SPDX
The Software Package Data Exchange (SPDX) project is an open standard and tooling ecosystem for communicating software bills of materials (SBOMs), license information, and related metadata across the software supply chain.
- Open standard specification for software Bill of Materials (BOM) (SBOMs) and related metadata (software supply chain management)
- Machine-readable formats and schemas for representing packages, components, licenses, and vulnerabilities (software compliance and governance)
- Reference tooling, libraries, and utilities to create, consume, and validate SPDX documents (developer tooling)
- Community-driven governance under the Linux Foundation with working groups and reference implementations (open standards collaboration)
- Guidance, documentation, and profiles to support regulatory, compliance, and procurement use cases (risk and compliance management)
More About SPDX
SPDX is an open standard hosted by the Linux Foundation that defines a common format for describing software bills of materials (SBOMs), license data, and associated metadata so that organizations can exchange this information across tools, suppliers, and enterprises in a consistent way. Enterprise architects, open source program offices, and security teams use SPDX artifacts to document the composition of applications, libraries, and containers, including component versions, origins, and licensing.
The core offering of SPDX is a specification (software supply chain management) that defines a data model and serialization formats for SBOMs and related documents. This specification covers entities such as software packages, files, snippets, relationships, and external references, as well as identifiers for licenses and security advisories. SPDX documents can be expressed in multiple technical formats, including tag-value text, Resource Description Framework (RDF), JSON, and YAML, which allows integration with a range of build systems, Continuous Integration and Continuous Deployment (CI/CD) pipelines, and asset management tools.
SPDX also maintains and publishes a license list (software compliance and governance) that provides standardized identifiers and metadata for commonly used open source licenses and license exceptions. This list is used by enterprises, legal teams, and tooling vendors to normalize license information, automate detection and reporting, and support compliance workflows. The alignment between Software Bill of Materials (SBOM) documents and the license list enables a structured approach to tracking license obligations at the component level.
To support adoption, the SPDX project provides reference tools and libraries (developer tooling) that can generate, parse, and validate SPDX documents. These utilities are often integrated into build pipelines and scanning tools so that SBOMs are produced automatically as part of software creation and distribution.
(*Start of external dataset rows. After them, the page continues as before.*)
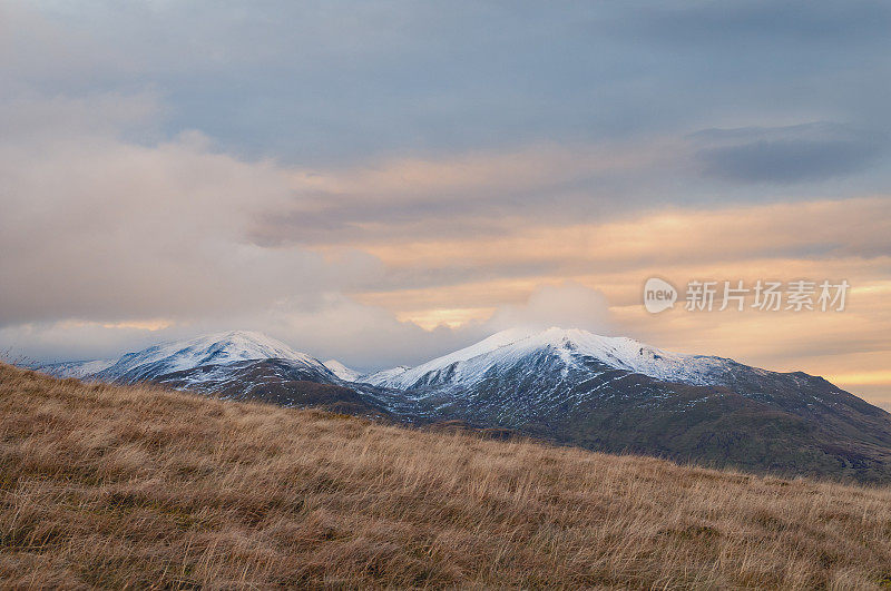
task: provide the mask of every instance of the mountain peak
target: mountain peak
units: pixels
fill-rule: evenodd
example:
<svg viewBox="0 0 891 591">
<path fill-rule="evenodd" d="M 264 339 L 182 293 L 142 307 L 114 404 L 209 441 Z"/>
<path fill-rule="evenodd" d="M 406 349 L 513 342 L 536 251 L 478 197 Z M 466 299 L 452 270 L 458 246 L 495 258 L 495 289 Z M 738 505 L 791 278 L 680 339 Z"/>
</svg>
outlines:
<svg viewBox="0 0 891 591">
<path fill-rule="evenodd" d="M 473 383 L 541 354 L 551 355 L 564 368 L 594 359 L 616 370 L 695 385 L 721 383 L 733 364 L 731 359 L 670 353 L 633 338 L 601 336 L 581 328 L 516 327 L 409 371 L 375 374 L 372 383 L 401 388 L 442 381 Z"/>
</svg>

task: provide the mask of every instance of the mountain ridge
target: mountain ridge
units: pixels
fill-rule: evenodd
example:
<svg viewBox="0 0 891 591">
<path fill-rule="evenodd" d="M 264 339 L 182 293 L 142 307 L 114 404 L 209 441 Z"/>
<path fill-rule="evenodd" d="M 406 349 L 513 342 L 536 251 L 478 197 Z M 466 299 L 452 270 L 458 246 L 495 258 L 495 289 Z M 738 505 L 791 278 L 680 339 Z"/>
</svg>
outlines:
<svg viewBox="0 0 891 591">
<path fill-rule="evenodd" d="M 128 353 L 82 377 L 755 472 L 891 482 L 891 415 L 802 372 L 557 327 L 496 333 L 370 375 L 327 363 L 265 335 L 232 332 Z"/>
</svg>

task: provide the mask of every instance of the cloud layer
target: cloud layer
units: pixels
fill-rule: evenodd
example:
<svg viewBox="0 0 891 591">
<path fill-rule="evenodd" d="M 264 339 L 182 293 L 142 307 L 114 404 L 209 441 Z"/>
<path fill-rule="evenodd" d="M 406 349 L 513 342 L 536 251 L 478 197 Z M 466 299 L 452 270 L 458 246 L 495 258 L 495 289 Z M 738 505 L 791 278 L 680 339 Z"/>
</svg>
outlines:
<svg viewBox="0 0 891 591">
<path fill-rule="evenodd" d="M 4 2 L 0 349 L 244 327 L 370 368 L 564 324 L 891 400 L 890 26 L 868 1 Z M 652 317 L 649 275 L 859 290 Z"/>
</svg>

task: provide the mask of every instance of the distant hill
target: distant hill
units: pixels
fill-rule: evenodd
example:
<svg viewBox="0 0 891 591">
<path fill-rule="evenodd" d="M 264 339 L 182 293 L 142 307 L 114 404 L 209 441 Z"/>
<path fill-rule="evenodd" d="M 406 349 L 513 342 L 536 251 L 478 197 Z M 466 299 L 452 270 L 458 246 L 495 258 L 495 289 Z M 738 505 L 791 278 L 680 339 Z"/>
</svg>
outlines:
<svg viewBox="0 0 891 591">
<path fill-rule="evenodd" d="M 891 483 L 891 415 L 821 377 L 579 329 L 505 331 L 364 376 L 243 331 L 42 370 L 756 473 Z"/>
<path fill-rule="evenodd" d="M 3 588 L 891 582 L 889 489 L 8 365 L 0 416 Z"/>
</svg>

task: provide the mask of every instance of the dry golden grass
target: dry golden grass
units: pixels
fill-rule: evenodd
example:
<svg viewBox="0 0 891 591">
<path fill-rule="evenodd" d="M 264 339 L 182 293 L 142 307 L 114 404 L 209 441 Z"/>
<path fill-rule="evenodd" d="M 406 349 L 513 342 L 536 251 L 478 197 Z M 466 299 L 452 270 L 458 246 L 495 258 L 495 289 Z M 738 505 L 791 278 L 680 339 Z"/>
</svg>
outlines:
<svg viewBox="0 0 891 591">
<path fill-rule="evenodd" d="M 891 492 L 0 366 L 3 587 L 891 583 Z"/>
</svg>

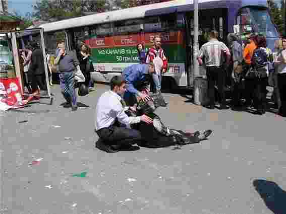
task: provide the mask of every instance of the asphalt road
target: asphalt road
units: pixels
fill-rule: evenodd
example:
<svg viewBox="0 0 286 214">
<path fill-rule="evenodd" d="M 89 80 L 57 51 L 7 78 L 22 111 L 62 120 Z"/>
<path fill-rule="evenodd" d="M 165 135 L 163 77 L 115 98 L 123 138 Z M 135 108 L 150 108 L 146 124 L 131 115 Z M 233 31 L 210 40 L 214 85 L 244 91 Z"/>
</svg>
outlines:
<svg viewBox="0 0 286 214">
<path fill-rule="evenodd" d="M 107 154 L 94 149 L 94 123 L 96 101 L 108 89 L 96 85 L 79 98 L 89 107 L 76 112 L 60 106 L 56 85 L 52 105 L 0 112 L 0 213 L 286 213 L 285 119 L 211 110 L 164 94 L 169 105 L 157 113 L 165 124 L 212 129 L 209 139 Z"/>
</svg>

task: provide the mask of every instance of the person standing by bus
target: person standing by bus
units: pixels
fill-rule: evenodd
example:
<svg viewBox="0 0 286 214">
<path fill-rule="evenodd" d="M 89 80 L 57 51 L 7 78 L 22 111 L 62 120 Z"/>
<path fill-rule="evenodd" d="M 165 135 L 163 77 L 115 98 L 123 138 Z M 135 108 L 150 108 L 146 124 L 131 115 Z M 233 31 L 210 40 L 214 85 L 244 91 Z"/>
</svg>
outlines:
<svg viewBox="0 0 286 214">
<path fill-rule="evenodd" d="M 126 81 L 126 92 L 124 93 L 124 101 L 130 106 L 133 106 L 139 100 L 149 100 L 149 93 L 142 93 L 148 91 L 151 76 L 154 73 L 153 62 L 149 64 L 136 64 L 126 68 L 122 76 Z"/>
<path fill-rule="evenodd" d="M 145 50 L 144 45 L 142 42 L 141 42 L 138 43 L 136 47 L 140 63 L 144 64 L 146 61 L 146 51 Z"/>
<path fill-rule="evenodd" d="M 224 85 L 225 74 L 221 64 L 221 58 L 224 54 L 226 64 L 228 64 L 231 57 L 230 50 L 226 45 L 217 40 L 218 33 L 216 31 L 212 31 L 209 34 L 208 42 L 202 46 L 197 57 L 200 65 L 203 64 L 202 57 L 205 57 L 206 67 L 206 75 L 208 81 L 208 91 L 209 97 L 209 108 L 214 109 L 214 84 L 217 81 L 218 94 L 220 98 L 220 109 L 226 109 L 226 104 Z"/>
<path fill-rule="evenodd" d="M 59 44 L 58 47 L 60 50 L 54 60 L 54 64 L 59 65 L 61 89 L 67 101 L 64 107 L 71 107 L 72 111 L 76 111 L 77 95 L 75 89 L 76 73 L 77 72 L 83 76 L 80 70 L 80 63 L 74 52 L 66 51 L 65 45 L 63 44 Z M 75 71 L 76 69 L 77 72 Z M 84 77 L 81 82 L 84 82 Z"/>
<path fill-rule="evenodd" d="M 164 50 L 161 47 L 161 38 L 159 36 L 154 38 L 154 46 L 149 49 L 146 57 L 146 63 L 152 62 L 155 65 L 155 73 L 153 74 L 153 80 L 155 84 L 156 93 L 161 93 L 162 74 L 167 72 L 168 60 L 165 56 Z M 165 102 L 166 105 L 167 104 Z"/>
<path fill-rule="evenodd" d="M 29 81 L 31 82 L 32 91 L 36 95 L 39 95 L 39 89 L 43 91 L 44 94 L 47 93 L 45 80 L 44 56 L 39 44 L 34 42 L 32 46 L 33 52 L 31 57 L 31 64 L 29 67 Z"/>
<path fill-rule="evenodd" d="M 28 72 L 29 71 L 29 66 L 31 64 L 31 57 L 32 56 L 31 47 L 28 46 L 24 49 L 22 52 L 21 57 L 24 60 L 24 84 L 28 89 L 29 94 L 32 93 L 32 89 L 30 84 L 29 84 L 29 80 L 28 78 Z"/>
<path fill-rule="evenodd" d="M 247 73 L 251 68 L 251 60 L 254 50 L 257 48 L 256 42 L 257 36 L 252 35 L 249 37 L 249 44 L 248 44 L 243 50 L 243 58 L 245 63 L 245 73 Z M 251 107 L 253 106 L 253 101 L 254 95 L 254 80 L 246 77 L 245 80 L 245 106 Z"/>
<path fill-rule="evenodd" d="M 89 59 L 90 54 L 88 47 L 85 44 L 82 44 L 80 51 L 77 54 L 77 58 L 80 63 L 80 70 L 84 75 L 85 81 L 84 85 L 88 87 L 90 81 L 90 72 L 93 72 L 93 64 Z"/>
<path fill-rule="evenodd" d="M 278 114 L 286 117 L 286 35 L 282 36 L 283 49 L 277 57 L 275 64 L 277 68 L 277 80 L 281 100 Z"/>
<path fill-rule="evenodd" d="M 243 49 L 242 45 L 238 42 L 238 38 L 235 34 L 231 33 L 227 35 L 227 42 L 230 44 L 231 62 L 232 65 L 232 77 L 233 81 L 233 91 L 232 107 L 233 110 L 240 110 L 242 107 L 241 103 L 242 85 L 242 56 Z"/>
</svg>

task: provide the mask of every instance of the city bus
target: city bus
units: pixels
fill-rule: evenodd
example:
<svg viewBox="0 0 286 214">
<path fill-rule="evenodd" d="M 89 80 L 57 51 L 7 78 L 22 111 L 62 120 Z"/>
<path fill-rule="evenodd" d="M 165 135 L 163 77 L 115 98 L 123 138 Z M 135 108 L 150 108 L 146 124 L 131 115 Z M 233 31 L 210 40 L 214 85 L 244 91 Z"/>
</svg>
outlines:
<svg viewBox="0 0 286 214">
<path fill-rule="evenodd" d="M 193 83 L 193 1 L 169 1 L 43 24 L 45 46 L 54 53 L 56 34 L 65 38 L 67 48 L 77 48 L 84 41 L 91 48 L 96 81 L 108 83 L 112 77 L 138 63 L 136 45 L 153 45 L 155 36 L 162 38 L 162 47 L 168 58 L 168 72 L 163 75 L 162 87 L 175 89 Z M 242 39 L 249 33 L 262 34 L 268 47 L 274 48 L 278 38 L 271 21 L 266 1 L 199 0 L 200 47 L 207 41 L 208 33 L 216 30 L 226 42 L 228 33 L 235 28 Z M 201 76 L 205 75 L 200 66 Z"/>
</svg>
The project also publishes profiles and usage guidance that Marketing Automation Platform (MAP) the specification to regulatory and policy requirements, such as government procurement or industry-specific security frameworks, making SPDX applicable in sectors like government, automotive, and enterprise IT.
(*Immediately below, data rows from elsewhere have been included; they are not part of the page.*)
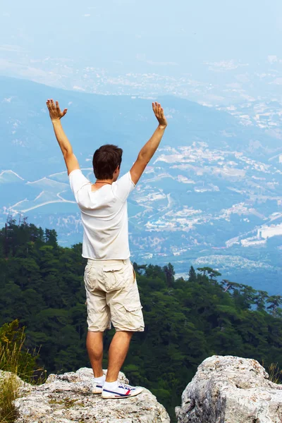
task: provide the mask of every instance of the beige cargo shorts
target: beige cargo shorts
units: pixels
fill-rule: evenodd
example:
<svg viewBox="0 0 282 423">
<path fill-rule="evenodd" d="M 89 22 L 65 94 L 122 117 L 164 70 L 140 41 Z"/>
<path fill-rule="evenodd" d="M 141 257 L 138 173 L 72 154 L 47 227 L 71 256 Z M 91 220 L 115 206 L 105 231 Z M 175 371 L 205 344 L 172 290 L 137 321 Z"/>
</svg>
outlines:
<svg viewBox="0 0 282 423">
<path fill-rule="evenodd" d="M 84 273 L 88 331 L 142 332 L 144 319 L 136 281 L 130 259 L 88 259 Z"/>
</svg>

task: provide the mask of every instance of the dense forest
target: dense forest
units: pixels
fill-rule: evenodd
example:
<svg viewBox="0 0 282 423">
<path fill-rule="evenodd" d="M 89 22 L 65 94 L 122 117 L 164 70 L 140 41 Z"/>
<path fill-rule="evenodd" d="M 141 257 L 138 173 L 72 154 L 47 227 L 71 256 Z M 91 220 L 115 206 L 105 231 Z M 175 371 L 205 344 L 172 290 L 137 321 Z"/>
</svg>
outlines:
<svg viewBox="0 0 282 423">
<path fill-rule="evenodd" d="M 26 221 L 11 220 L 0 231 L 0 326 L 19 320 L 25 347 L 39 348 L 37 364 L 47 374 L 90 367 L 81 252 L 81 244 L 62 247 L 54 230 Z M 194 269 L 188 263 L 184 279 L 175 278 L 170 263 L 133 265 L 146 328 L 134 335 L 122 370 L 130 384 L 157 396 L 172 421 L 183 391 L 207 357 L 282 364 L 281 296 L 221 280 L 207 266 Z M 104 335 L 104 368 L 114 333 Z"/>
</svg>

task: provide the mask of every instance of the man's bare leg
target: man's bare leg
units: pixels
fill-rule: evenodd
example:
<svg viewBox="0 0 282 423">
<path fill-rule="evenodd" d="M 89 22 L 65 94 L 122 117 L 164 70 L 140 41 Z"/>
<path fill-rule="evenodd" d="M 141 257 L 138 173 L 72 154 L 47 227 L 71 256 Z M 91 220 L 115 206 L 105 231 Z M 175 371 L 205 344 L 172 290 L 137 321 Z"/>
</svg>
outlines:
<svg viewBox="0 0 282 423">
<path fill-rule="evenodd" d="M 109 349 L 109 365 L 106 382 L 115 382 L 125 360 L 133 332 L 116 332 Z"/>
<path fill-rule="evenodd" d="M 88 331 L 86 338 L 86 348 L 94 377 L 103 376 L 103 333 Z"/>
</svg>

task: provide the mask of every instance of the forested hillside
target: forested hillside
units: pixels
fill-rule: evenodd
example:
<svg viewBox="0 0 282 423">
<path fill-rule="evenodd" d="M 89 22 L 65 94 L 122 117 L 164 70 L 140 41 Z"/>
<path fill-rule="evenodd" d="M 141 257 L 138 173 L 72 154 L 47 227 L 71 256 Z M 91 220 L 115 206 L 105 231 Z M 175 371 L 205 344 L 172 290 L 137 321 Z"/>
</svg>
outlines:
<svg viewBox="0 0 282 423">
<path fill-rule="evenodd" d="M 26 221 L 11 221 L 0 231 L 0 326 L 18 319 L 26 326 L 26 346 L 41 347 L 38 364 L 48 374 L 90 366 L 81 250 L 81 244 L 59 246 L 55 231 Z M 171 417 L 208 356 L 282 364 L 281 297 L 255 290 L 251 281 L 221 281 L 212 269 L 195 270 L 189 263 L 185 279 L 175 279 L 170 263 L 134 267 L 146 329 L 135 334 L 123 370 Z M 106 350 L 113 334 L 105 333 Z"/>
</svg>

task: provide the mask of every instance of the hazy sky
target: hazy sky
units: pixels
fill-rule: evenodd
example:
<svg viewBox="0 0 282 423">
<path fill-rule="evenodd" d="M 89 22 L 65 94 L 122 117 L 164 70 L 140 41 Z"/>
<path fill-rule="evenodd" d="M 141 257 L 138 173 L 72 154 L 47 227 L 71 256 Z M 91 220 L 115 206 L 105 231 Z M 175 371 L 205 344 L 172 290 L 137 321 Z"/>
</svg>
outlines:
<svg viewBox="0 0 282 423">
<path fill-rule="evenodd" d="M 281 0 L 13 0 L 0 16 L 1 57 L 8 44 L 33 59 L 176 72 L 204 61 L 282 58 Z"/>
</svg>

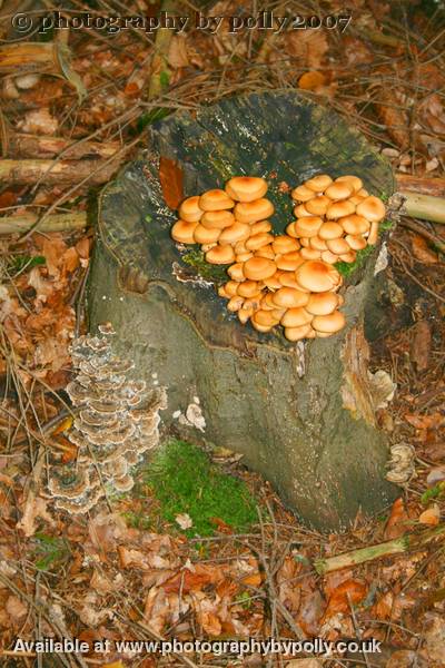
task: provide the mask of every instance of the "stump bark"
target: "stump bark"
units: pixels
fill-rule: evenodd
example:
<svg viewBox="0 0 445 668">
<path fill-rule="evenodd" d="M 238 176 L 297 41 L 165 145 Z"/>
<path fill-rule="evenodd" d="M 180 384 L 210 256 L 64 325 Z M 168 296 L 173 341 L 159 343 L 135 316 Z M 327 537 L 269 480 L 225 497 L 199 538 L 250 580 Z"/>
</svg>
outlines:
<svg viewBox="0 0 445 668">
<path fill-rule="evenodd" d="M 337 115 L 295 92 L 175 114 L 152 127 L 149 150 L 102 193 L 88 295 L 90 330 L 110 321 L 136 375 L 152 383 L 155 374 L 167 387 L 167 430 L 243 453 L 317 529 L 343 528 L 358 509 L 380 511 L 396 488 L 384 478 L 387 442 L 376 425 L 363 334 L 378 247 L 345 279 L 348 324 L 340 334 L 304 345 L 278 328 L 259 334 L 218 297 L 225 268 L 171 240 L 176 216 L 162 197 L 160 156 L 182 169 L 185 196 L 234 175 L 264 176 L 278 234 L 293 219 L 283 181 L 356 174 L 372 194 L 389 196 L 389 165 Z M 202 411 L 205 426 L 178 421 L 190 405 Z"/>
</svg>

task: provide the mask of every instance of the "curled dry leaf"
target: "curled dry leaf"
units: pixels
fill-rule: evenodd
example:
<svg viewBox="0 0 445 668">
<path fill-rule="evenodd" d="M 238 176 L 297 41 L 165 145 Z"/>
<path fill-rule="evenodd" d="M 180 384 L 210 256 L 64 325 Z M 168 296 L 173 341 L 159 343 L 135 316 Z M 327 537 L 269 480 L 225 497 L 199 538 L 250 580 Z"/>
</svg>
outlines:
<svg viewBox="0 0 445 668">
<path fill-rule="evenodd" d="M 411 358 L 417 371 L 428 369 L 432 345 L 432 331 L 427 321 L 418 321 L 412 327 Z"/>
<path fill-rule="evenodd" d="M 402 497 L 396 499 L 390 509 L 388 521 L 385 525 L 384 537 L 386 540 L 399 538 L 407 531 L 408 513 L 405 509 L 405 503 Z"/>
<path fill-rule="evenodd" d="M 436 527 L 441 520 L 441 509 L 437 503 L 433 503 L 429 508 L 424 510 L 418 517 L 421 524 L 428 524 L 429 527 Z"/>
<path fill-rule="evenodd" d="M 416 259 L 424 264 L 437 264 L 438 256 L 437 253 L 432 250 L 424 237 L 418 234 L 411 235 L 411 247 L 413 249 L 413 255 Z"/>
<path fill-rule="evenodd" d="M 23 621 L 23 618 L 28 613 L 28 607 L 23 603 L 18 596 L 11 595 L 4 606 L 12 623 Z"/>
</svg>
Within an enterprise technology directory, SPDX aligns with categories such as software supply chain management, open source compliance, and security and risk governance. It is frequently considered alongside other SBOM-related standards and frameworks but is distinct in its focus on a structured, extensible data model that covers licensing, security, and provenance. Organizations use SPDX as a common language between development, legal, procurement, and security functions, and vendors use it to ensure interoperability of SBOM data across ecosystems.